Calculating the margin of error:

\[\begin{equation*} E = 2.576 \left(\dfrac{5\%}{\sqrt{50}}\right) \approx 1.82\% \end{equation*}\]

Therefore, the 99% confidence interval is:

\[\begin{equation*}CI = 7\% \pm 2.576 \left(\dfrac{5\%}{\sqrt{50}}\right) = 7\% \pm 1.82\%\end{equation*}\]

Which gives us:

\[\begin{equation*}CI = (5.18\%, 8.82\%)\end{equation*}\]

So, we can say with 99% confidence that the true average annual return of the stock is between 5.18% and 8.82%.

The standard error (SE) is approximately 0.71%, which is used to calculate the margin of error (E) and the confidence interval (CI). The final confidence interval reflects the range within which we can be 99% confident that the true average annual return lies.

Fig. 6.12 provides a visual representation of the 99% confidence interval for the average annual stock return:

• The center line represents the sample mean (\(\bar{x} = 7\%\)), our best point estimate of the population mean.

• The shaded area represents the 99% confidence interval, ranging from 5.18% to 8.82%.

• The width of the shaded area is the margin of error (1.82%), indicating the precision of our estimate.

Fig. 6.12 Visualization of the 99% Confidence Interval for the Average Annual Stock Return

This visualization helps us interpret the results in the context of stock returns:

1. We can be 99% confident that the true population mean annual return falls somewhere within the shaded area.

2. While the sample mean of 7% is our best single-value estimate, the shaded area acknowledges the uncertainty in this estimate.

3. The width of the shaded area reflects the high level of confidence (99%) and the variability in stock returns.

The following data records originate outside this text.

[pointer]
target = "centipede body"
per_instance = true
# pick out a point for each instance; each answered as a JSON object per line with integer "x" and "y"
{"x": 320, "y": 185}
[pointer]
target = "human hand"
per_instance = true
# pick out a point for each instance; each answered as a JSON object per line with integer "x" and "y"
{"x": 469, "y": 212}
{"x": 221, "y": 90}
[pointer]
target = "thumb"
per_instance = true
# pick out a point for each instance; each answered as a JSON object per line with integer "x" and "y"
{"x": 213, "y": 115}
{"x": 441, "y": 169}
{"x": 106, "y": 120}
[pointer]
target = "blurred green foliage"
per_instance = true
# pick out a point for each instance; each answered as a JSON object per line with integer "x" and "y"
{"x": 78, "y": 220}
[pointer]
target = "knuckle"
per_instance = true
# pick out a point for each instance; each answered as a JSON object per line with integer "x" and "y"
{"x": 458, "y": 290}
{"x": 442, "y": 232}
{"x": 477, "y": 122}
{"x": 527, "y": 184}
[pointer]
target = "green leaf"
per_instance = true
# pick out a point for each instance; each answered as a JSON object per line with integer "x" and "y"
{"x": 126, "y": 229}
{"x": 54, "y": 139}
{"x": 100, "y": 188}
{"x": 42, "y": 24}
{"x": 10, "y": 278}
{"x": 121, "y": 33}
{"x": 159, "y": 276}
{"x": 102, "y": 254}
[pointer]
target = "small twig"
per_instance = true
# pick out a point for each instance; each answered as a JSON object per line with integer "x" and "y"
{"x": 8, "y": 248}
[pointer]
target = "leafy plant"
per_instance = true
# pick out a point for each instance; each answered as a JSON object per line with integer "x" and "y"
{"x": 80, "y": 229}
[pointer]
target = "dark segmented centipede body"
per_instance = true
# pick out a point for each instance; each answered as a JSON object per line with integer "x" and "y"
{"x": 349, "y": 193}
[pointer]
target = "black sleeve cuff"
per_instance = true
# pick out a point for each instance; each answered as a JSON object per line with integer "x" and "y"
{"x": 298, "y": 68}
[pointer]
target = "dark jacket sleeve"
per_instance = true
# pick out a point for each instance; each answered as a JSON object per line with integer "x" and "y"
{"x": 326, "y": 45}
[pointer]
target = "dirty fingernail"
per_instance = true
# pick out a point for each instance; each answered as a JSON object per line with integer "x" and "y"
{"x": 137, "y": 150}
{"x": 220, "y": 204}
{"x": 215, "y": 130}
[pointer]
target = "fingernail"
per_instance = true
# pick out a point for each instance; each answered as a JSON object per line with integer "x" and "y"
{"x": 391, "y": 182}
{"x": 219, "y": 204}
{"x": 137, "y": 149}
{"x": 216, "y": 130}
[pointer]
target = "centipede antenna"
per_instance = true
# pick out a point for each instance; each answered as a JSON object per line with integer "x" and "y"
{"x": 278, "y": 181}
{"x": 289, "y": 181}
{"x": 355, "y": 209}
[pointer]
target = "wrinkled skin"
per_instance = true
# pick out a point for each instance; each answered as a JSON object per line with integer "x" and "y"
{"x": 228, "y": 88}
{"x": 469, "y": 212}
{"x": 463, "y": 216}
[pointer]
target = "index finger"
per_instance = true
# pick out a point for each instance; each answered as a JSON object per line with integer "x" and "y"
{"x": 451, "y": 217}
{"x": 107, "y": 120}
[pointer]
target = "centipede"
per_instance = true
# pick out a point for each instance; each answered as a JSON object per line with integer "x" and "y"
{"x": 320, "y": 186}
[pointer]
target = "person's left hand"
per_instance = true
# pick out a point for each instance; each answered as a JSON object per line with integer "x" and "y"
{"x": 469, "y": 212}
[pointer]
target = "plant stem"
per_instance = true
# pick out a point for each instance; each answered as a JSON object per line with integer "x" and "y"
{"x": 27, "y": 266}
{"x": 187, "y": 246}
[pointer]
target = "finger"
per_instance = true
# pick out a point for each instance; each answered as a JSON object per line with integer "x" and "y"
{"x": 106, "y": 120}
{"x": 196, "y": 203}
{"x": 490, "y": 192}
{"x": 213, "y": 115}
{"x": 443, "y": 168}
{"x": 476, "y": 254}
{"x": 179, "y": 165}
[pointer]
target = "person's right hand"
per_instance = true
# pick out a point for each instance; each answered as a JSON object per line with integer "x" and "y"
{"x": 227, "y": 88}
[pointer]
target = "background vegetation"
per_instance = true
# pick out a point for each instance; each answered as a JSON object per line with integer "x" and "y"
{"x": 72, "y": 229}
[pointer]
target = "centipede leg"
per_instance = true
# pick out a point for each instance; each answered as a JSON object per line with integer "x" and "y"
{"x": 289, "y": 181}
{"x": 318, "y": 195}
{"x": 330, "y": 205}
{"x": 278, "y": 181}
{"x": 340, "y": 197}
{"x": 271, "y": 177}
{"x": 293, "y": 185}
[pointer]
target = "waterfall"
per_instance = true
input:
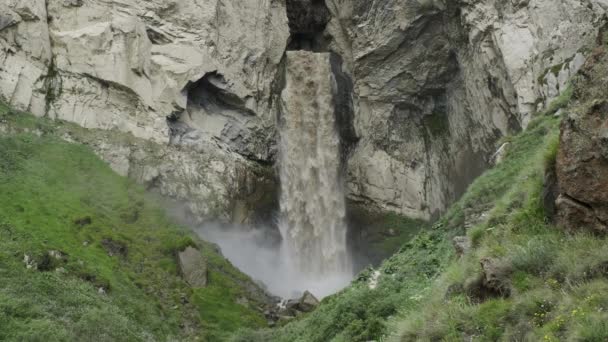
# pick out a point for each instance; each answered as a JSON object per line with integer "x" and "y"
{"x": 312, "y": 202}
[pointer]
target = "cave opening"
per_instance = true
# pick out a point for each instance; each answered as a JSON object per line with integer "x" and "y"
{"x": 307, "y": 22}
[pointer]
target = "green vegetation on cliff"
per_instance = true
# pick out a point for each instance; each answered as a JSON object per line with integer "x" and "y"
{"x": 101, "y": 254}
{"x": 522, "y": 279}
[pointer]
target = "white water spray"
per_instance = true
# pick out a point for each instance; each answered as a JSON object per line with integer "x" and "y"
{"x": 312, "y": 220}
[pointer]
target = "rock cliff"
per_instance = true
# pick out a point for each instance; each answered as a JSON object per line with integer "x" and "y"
{"x": 434, "y": 85}
{"x": 581, "y": 168}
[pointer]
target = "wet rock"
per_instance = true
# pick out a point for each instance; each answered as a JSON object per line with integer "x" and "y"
{"x": 308, "y": 302}
{"x": 193, "y": 267}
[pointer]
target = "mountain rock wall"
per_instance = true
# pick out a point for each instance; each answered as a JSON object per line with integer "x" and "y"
{"x": 434, "y": 84}
{"x": 439, "y": 82}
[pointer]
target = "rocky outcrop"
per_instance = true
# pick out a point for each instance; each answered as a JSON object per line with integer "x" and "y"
{"x": 430, "y": 84}
{"x": 193, "y": 267}
{"x": 192, "y": 75}
{"x": 582, "y": 159}
{"x": 437, "y": 82}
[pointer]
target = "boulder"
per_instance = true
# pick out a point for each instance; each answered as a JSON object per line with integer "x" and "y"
{"x": 492, "y": 282}
{"x": 193, "y": 267}
{"x": 462, "y": 244}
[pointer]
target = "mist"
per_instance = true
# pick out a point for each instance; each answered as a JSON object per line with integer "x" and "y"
{"x": 258, "y": 252}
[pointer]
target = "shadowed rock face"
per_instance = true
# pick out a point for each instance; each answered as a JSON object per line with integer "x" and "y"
{"x": 307, "y": 21}
{"x": 582, "y": 160}
{"x": 307, "y": 16}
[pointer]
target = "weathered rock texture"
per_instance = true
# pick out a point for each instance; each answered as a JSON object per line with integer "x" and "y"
{"x": 193, "y": 74}
{"x": 435, "y": 83}
{"x": 438, "y": 82}
{"x": 582, "y": 160}
{"x": 193, "y": 267}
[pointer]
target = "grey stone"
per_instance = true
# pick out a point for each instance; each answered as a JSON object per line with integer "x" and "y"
{"x": 193, "y": 267}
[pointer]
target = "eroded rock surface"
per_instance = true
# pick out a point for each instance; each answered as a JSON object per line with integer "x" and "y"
{"x": 433, "y": 84}
{"x": 582, "y": 160}
{"x": 193, "y": 267}
{"x": 438, "y": 82}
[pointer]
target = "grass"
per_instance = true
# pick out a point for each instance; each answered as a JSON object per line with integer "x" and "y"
{"x": 558, "y": 280}
{"x": 56, "y": 196}
{"x": 421, "y": 292}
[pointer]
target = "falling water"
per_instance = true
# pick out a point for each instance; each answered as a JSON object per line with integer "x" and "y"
{"x": 313, "y": 209}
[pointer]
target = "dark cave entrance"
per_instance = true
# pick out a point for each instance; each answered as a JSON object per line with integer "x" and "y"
{"x": 307, "y": 22}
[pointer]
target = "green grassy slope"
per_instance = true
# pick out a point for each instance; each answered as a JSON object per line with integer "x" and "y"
{"x": 558, "y": 282}
{"x": 56, "y": 196}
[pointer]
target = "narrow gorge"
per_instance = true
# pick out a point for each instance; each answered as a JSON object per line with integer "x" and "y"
{"x": 211, "y": 169}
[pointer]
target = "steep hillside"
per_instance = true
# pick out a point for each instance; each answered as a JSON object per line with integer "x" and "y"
{"x": 86, "y": 255}
{"x": 515, "y": 277}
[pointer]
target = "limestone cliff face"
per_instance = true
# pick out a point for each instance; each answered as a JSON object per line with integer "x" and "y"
{"x": 580, "y": 197}
{"x": 195, "y": 75}
{"x": 434, "y": 85}
{"x": 438, "y": 82}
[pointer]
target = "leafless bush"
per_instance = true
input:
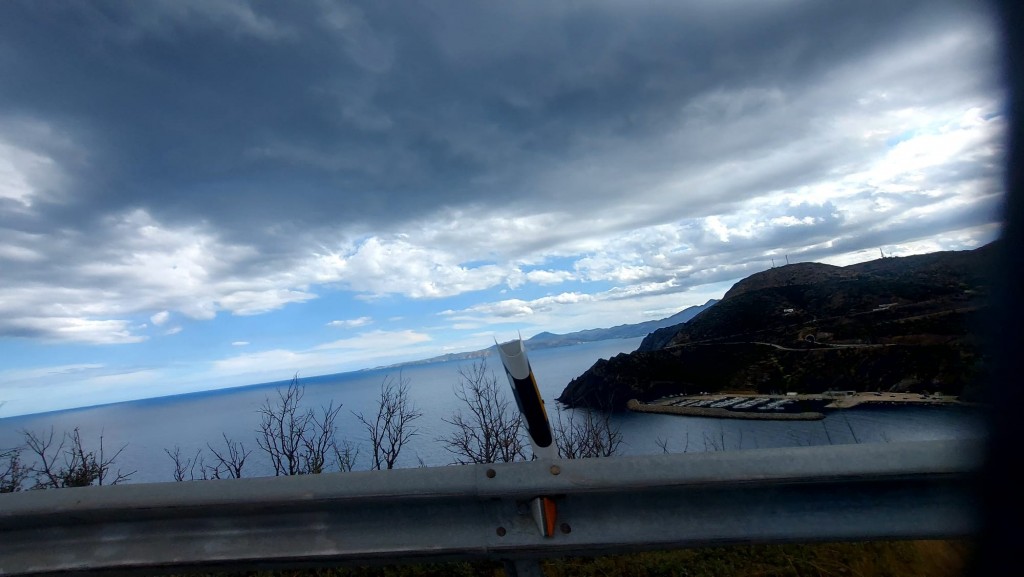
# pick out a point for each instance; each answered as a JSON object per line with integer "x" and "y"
{"x": 69, "y": 464}
{"x": 390, "y": 428}
{"x": 345, "y": 456}
{"x": 297, "y": 441}
{"x": 228, "y": 461}
{"x": 487, "y": 429}
{"x": 185, "y": 466}
{"x": 586, "y": 433}
{"x": 12, "y": 470}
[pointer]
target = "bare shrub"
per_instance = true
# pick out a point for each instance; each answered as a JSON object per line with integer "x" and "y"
{"x": 586, "y": 433}
{"x": 12, "y": 471}
{"x": 186, "y": 465}
{"x": 228, "y": 461}
{"x": 69, "y": 464}
{"x": 390, "y": 428}
{"x": 486, "y": 428}
{"x": 296, "y": 440}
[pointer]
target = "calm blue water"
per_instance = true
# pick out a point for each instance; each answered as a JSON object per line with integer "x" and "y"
{"x": 193, "y": 420}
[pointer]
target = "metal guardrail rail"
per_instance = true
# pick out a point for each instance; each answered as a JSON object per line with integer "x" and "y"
{"x": 906, "y": 490}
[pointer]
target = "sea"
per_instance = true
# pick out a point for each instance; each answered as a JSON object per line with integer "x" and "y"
{"x": 145, "y": 429}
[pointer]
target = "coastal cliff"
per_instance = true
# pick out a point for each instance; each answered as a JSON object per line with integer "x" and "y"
{"x": 894, "y": 325}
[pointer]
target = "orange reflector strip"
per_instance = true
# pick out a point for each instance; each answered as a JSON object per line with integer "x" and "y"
{"x": 550, "y": 516}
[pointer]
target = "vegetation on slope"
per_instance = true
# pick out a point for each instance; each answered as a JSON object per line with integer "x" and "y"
{"x": 893, "y": 324}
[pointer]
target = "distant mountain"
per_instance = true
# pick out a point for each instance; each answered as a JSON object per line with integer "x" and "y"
{"x": 551, "y": 340}
{"x": 893, "y": 324}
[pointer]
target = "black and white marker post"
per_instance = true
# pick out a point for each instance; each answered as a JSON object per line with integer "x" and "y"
{"x": 527, "y": 398}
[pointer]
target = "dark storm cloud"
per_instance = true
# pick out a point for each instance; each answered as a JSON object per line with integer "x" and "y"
{"x": 254, "y": 116}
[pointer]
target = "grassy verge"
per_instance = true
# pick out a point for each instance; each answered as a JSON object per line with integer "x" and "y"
{"x": 877, "y": 559}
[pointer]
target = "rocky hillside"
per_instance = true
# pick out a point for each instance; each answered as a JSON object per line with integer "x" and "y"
{"x": 892, "y": 324}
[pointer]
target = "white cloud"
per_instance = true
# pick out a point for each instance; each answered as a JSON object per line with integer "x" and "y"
{"x": 349, "y": 354}
{"x": 351, "y": 323}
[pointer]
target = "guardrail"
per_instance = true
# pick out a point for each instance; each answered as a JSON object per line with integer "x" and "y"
{"x": 906, "y": 490}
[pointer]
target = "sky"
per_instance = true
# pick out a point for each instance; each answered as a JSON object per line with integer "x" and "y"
{"x": 197, "y": 195}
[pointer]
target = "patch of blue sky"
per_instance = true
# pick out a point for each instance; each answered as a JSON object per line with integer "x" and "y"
{"x": 901, "y": 137}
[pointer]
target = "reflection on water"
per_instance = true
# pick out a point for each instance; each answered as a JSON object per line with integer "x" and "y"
{"x": 192, "y": 420}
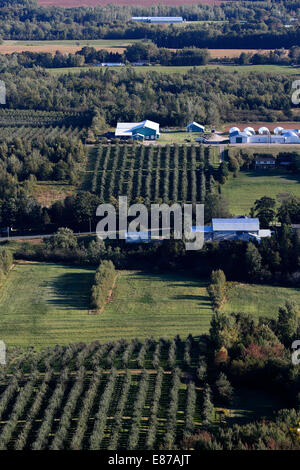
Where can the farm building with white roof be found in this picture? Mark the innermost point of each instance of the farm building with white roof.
(158, 19)
(280, 136)
(194, 127)
(147, 130)
(239, 228)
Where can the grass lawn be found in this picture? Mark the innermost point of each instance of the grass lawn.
(179, 136)
(243, 191)
(259, 300)
(46, 304)
(274, 69)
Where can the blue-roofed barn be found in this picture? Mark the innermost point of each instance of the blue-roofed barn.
(194, 127)
(239, 228)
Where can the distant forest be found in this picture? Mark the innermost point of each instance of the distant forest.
(237, 24)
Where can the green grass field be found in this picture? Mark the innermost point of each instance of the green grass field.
(79, 42)
(274, 69)
(259, 300)
(243, 191)
(46, 304)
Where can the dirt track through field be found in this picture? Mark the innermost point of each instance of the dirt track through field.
(52, 48)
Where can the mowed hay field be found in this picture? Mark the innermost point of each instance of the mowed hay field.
(65, 47)
(46, 304)
(94, 3)
(259, 300)
(111, 45)
(274, 69)
(242, 191)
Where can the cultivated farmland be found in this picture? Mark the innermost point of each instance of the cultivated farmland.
(119, 395)
(46, 304)
(93, 3)
(259, 300)
(242, 191)
(271, 69)
(172, 173)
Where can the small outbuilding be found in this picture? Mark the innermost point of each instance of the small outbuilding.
(195, 127)
(265, 162)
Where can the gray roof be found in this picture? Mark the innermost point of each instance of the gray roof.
(235, 225)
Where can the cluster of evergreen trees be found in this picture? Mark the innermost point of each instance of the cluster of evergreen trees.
(104, 279)
(6, 260)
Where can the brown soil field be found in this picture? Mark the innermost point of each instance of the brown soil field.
(63, 48)
(93, 3)
(270, 125)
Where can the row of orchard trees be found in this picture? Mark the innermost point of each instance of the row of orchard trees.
(104, 278)
(170, 173)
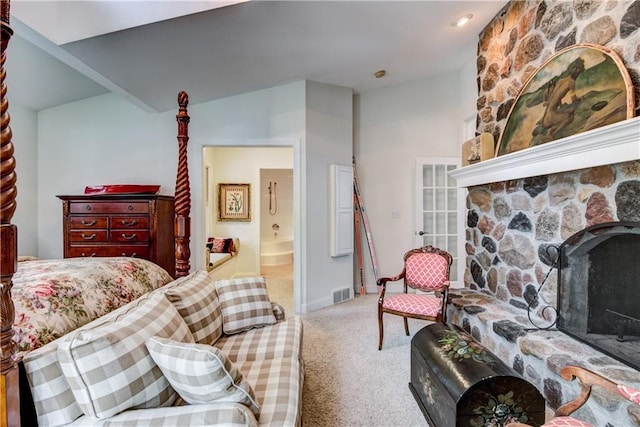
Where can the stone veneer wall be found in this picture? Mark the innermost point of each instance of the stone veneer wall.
(510, 224)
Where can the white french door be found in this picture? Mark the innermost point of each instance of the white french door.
(440, 211)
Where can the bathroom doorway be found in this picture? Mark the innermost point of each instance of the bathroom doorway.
(276, 233)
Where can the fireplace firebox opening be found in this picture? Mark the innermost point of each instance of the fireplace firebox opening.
(599, 289)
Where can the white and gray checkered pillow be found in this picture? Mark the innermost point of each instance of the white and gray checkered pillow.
(109, 368)
(245, 304)
(201, 373)
(197, 301)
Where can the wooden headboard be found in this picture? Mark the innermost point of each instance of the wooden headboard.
(9, 385)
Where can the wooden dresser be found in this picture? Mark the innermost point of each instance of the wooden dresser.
(120, 225)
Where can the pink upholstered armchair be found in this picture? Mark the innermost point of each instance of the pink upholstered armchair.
(587, 380)
(426, 270)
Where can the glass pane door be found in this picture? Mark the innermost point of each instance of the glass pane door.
(440, 210)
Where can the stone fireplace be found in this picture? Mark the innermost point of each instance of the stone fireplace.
(522, 204)
(520, 207)
(598, 300)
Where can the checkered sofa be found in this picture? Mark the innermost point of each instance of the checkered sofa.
(197, 351)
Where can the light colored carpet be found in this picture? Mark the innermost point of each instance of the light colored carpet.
(348, 382)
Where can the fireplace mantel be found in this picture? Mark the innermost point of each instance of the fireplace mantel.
(615, 143)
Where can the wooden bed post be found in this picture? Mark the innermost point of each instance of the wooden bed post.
(182, 224)
(9, 389)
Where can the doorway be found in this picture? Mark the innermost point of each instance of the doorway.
(243, 162)
(276, 234)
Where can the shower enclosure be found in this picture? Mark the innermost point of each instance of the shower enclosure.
(276, 216)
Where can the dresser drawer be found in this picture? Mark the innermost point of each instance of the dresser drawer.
(79, 222)
(108, 207)
(131, 236)
(100, 251)
(134, 222)
(87, 236)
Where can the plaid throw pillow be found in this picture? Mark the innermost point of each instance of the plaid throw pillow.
(109, 368)
(201, 373)
(197, 301)
(245, 304)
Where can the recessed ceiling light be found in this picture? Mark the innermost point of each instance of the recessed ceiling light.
(462, 20)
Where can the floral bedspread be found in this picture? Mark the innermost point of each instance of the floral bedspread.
(53, 297)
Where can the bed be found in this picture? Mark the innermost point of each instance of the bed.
(53, 297)
(15, 305)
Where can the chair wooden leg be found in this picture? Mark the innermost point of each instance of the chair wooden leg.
(380, 328)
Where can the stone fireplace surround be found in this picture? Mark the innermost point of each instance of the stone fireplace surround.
(523, 197)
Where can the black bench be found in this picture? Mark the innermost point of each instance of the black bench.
(457, 382)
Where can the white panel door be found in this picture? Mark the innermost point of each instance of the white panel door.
(440, 211)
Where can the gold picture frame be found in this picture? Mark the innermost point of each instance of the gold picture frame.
(234, 202)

This interval is based on our sample of 50 years of returns and the known population standard deviation of 5%, using the normal distribution as justified by the Central Limit Theorem. The wider interval compared to a 95% confidence interval reflects the higher level of confidence required.

Example 6.13

A public health researcher is evaluating the effectiveness of a new vaccine. The vaccine’s efficacy rate is known to have a population standard deviation of 10%. In a clinical trial, a random sample of 60 patients is given the vaccine, and the mean efficacy rate observed is 85%.

Calculate a 95% confidence interval for the true efficacy rate of the vaccine.

Solution: Given:

• \(\bar{x} = 85\%\)

• \(\sigma = 10\%\)

• \(n = 60\)

• For a 95% confidence interval, \(z_{\alpha/2}\) is approximately 1.96 (from Z-tables)

Calculating the margin of error:

\[\begin{equation*} E = 1.96 \left(\dfrac{10\%}{\sqrt{60}}\right) \approx 2.53\% \end{equation*}\]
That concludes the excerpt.